In a letter to Italy’s President, Giorgia Meloni, Italia Solare argued that only 1% of the country’s non-used agricultural land could provide half of the 50GW still needed to reach the 80GW solar PV target set by 2030. The other half would be added through rooftop solar.
As mentioned earlier by Masson, Italy is one of the few European countries where electricity prices have still remained high and the ban could impede the construction of utility-scale solar capacity that could help lower prices, explained Italia Solare in its letter.
Italy is among the European countries with a high interest in agrivoltaics (agriPV), as shown by the Italian government’s decree deploying €1.7 billion toward the development of 1GW of agriPV in February of this year.
The confluence of agriculture and solar is an important topic for the solar industry, not just in Italy but across Europe in general.

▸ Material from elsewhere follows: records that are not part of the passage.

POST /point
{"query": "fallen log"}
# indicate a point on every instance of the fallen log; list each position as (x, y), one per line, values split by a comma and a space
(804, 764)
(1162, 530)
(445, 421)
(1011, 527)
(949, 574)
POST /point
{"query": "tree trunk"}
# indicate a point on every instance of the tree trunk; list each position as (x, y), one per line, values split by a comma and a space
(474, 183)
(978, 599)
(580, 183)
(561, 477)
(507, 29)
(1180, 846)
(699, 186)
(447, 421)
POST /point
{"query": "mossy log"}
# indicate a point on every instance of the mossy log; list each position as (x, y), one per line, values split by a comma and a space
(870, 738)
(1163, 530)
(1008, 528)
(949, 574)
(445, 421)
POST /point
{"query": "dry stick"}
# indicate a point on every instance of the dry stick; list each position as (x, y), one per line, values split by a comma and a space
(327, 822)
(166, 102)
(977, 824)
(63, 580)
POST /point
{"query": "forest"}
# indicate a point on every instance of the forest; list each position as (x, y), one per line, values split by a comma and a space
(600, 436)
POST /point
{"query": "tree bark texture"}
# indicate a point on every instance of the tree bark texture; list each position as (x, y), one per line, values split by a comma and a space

Acke argues that the Green Deal still needs to happen for the farmers. “Politically, it just is so important that we, as a solar sector, have a solution that is part of the puzzle of such a Green Deal,” explains Acke.

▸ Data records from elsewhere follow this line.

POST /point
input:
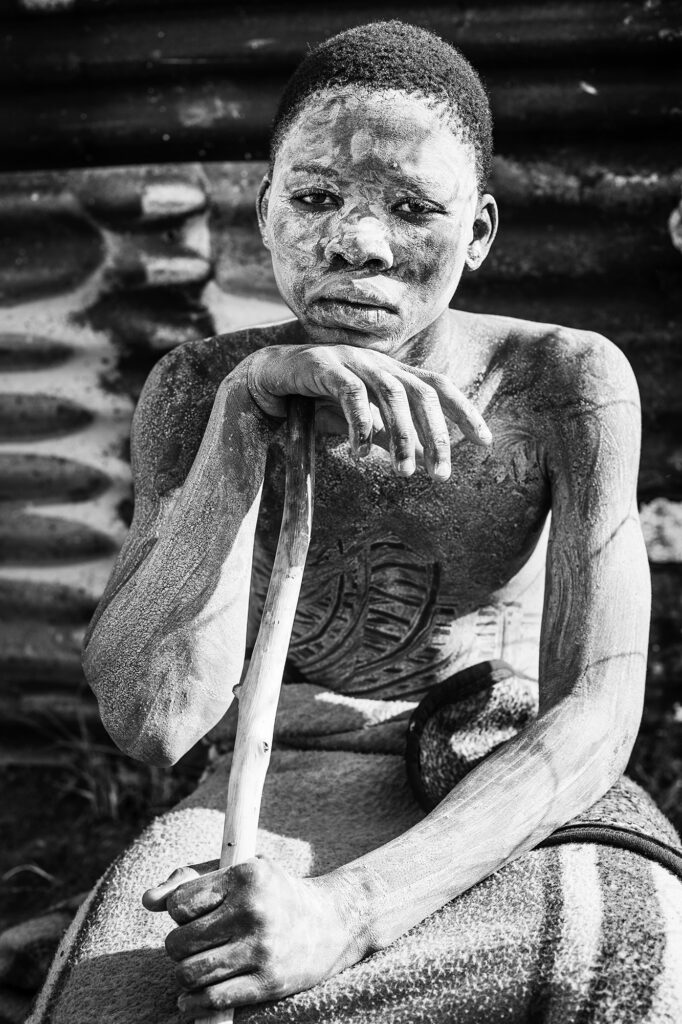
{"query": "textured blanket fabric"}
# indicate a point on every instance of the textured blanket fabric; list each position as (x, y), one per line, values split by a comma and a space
(576, 934)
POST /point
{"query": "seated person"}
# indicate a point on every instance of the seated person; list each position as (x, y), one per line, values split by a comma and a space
(444, 439)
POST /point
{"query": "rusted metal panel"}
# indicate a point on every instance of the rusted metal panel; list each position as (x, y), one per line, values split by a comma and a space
(102, 270)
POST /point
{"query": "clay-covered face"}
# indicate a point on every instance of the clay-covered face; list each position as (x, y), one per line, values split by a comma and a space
(370, 217)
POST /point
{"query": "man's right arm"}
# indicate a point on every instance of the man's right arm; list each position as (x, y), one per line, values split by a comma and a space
(166, 645)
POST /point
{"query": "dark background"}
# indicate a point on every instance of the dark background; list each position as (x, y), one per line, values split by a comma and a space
(131, 134)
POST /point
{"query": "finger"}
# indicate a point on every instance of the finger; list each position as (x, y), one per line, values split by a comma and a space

This comes after the country had its best year in nearly a decade with more than 5GW of solar PV installed in 2023. Numbers not seen since 2011, when it reached a record 9.5GW of added capacity.
Solar is yet to soar in other markets
Unfortunately, aside from Portugal, Spain, Italy and Greece, the south of Europe does not have a major market for solar PV. And even those countries outside the EU do not seem to show any promise.
Within the EU, Malta, Cyprus and Croatia have very low targets for renewables and are among the very few countries with less than 1GW of total installed solar capacity. None of these countries’ revised national energy and climate plans (NECPs) has a target higher than 1GW for solar PV by 2030. Only Croatia has a stark discrepancy between its target in the NECP and SolarPower Europe’s estimates for the country. The trade association expects the Adriatic country to reach 5.7GW of installed solar capacity by the end of the decade. This would make Croatia a much more interesting country to develop solar PV in the coming years.
At this moment, wind continues to be favoured in Croatia as tariffs for that technology are higher than solar PV, says Kefalas.
The Balkans do not seem any better than these three, with Masson quite sceptical about the role of solar PV in these countries. “I’m still unconvinced of the level of maturity of the political class to put in place the right regulations in any of them.”
“The challenges in the Western Balkans are not yet so specified, and so visible, because the market has not developed,” says Kefalas, adding that due to the Western Balkans’ still being in the infancy of a solar PV market, it is more about how to manage not having the same challenges than other Southern European markets.
It is worth highlighting a recent memorandum of understanding between the Serbian government and Chinese firm Hunan Rich Photovoltaic Science and Technology aims to build a 1GW solar module assembly plant in Serbia, along with the construction of a 200MW solar PV project. Both the module assembly plant and the 200MW solar PV project could be a big boost for the country to attract more interest in developing solar PV in Serbia.